Publisher Van Leer Institute Press and Yedioth Books
Language Hebrew
Year of Publication 2005
Series Jewish culture and identity Publications, Theory in Context Series
Meditation about the Parasha: The Weekly Torah Portion as an Inspiration for Jewish Thought and Creativity invites readers to a unique experience of perusal and study of the fifty-four Torah portions through the prism of a broad range of thinkers and writers. The authors of the papers are men and women from diverse cultural and ideological backgrounds, as are the thinkers and writers who are the focus of the discussion. This breadth promises the reader a fascinating cultural experience. Readers are thus invited on a journey taking place simultaneously in two worlds: the world of the authors of the papers on the Torah portions and the world of the thinkers who were inspired by the Torah or who made it possible to arrive at new insights into the Torah portion through inspiration from their writings.

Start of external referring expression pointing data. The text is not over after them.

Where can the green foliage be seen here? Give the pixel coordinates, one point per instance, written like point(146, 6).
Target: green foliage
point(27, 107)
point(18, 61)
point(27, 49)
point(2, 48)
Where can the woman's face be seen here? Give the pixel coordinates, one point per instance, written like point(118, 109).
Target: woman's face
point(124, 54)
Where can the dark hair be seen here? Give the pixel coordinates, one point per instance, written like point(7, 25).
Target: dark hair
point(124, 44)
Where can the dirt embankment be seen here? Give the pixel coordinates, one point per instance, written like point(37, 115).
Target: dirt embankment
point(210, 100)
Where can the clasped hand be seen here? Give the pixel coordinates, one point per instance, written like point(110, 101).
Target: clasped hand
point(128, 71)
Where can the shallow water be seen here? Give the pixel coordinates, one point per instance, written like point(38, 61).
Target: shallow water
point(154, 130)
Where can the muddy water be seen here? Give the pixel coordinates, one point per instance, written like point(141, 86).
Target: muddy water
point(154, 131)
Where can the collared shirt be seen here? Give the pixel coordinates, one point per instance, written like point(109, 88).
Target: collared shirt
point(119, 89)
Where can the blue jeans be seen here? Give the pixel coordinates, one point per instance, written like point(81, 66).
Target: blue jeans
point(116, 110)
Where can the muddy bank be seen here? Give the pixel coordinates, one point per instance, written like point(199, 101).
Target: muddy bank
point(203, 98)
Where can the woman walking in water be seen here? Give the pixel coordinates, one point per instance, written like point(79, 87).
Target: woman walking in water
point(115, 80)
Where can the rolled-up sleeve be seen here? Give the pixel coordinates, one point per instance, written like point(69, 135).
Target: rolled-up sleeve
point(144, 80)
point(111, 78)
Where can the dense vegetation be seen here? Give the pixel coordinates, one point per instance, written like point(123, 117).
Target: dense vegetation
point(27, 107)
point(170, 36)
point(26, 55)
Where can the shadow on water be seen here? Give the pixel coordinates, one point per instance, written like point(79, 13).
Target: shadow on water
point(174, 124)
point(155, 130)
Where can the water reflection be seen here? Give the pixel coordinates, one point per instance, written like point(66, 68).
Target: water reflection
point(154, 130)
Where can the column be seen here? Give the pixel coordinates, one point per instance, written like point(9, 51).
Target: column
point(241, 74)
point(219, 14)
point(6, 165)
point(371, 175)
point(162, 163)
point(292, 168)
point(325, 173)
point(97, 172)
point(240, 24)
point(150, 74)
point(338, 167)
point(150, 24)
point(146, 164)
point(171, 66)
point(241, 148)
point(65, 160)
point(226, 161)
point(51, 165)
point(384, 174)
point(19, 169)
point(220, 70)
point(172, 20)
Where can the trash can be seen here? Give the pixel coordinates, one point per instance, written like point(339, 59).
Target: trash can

The book provides an opportunity for those seeking to understand the commentaries and views of the classic Torah commentators, such as the Ramban (Nahmanides), Sforno, and K’li Yakar (Shlomo Ephraim ben Aaron Luntschitz); of philosophers, such as Maimonides and Isaac Abrabanel or John Locke and Spinoza; of modern philosophers, such as Rabbi Samson Raphael Hirsch, Franz Rosenzweig, Hermann Cohen, and Sigmund Freud; of Torah sages, such as Rabbi Yitzhak Meir Rothenberg (Alter), Rabbi Meir Simcha of Dvinsk, Rabbi Israel Meir Hacohen of Radin, Rabbi Abraham Isaac Kook, Rabbi Avraham Yeshaya Karelitz, and Rabbi Isaac Huttner; of contemporary philosophers, interpreters, and scholars, such as Emmanuel Levinas, Martin Buber, Mordechai Kaplan, Nehama Leibowitz, and Yeshayahu Leibowitz; of artists and writers, such as Shulamit Hareven, Yitzhak Danziger, Dahlia Ravikovitch, S.Y. Agnon, and A.B. Yehoshua.
Thinking about the Torah Portion is testimony to the power of the ceaseless cultural influence of the Torah on philosophers and writers, a power that keeps getting stronger in the modern era and in our own day.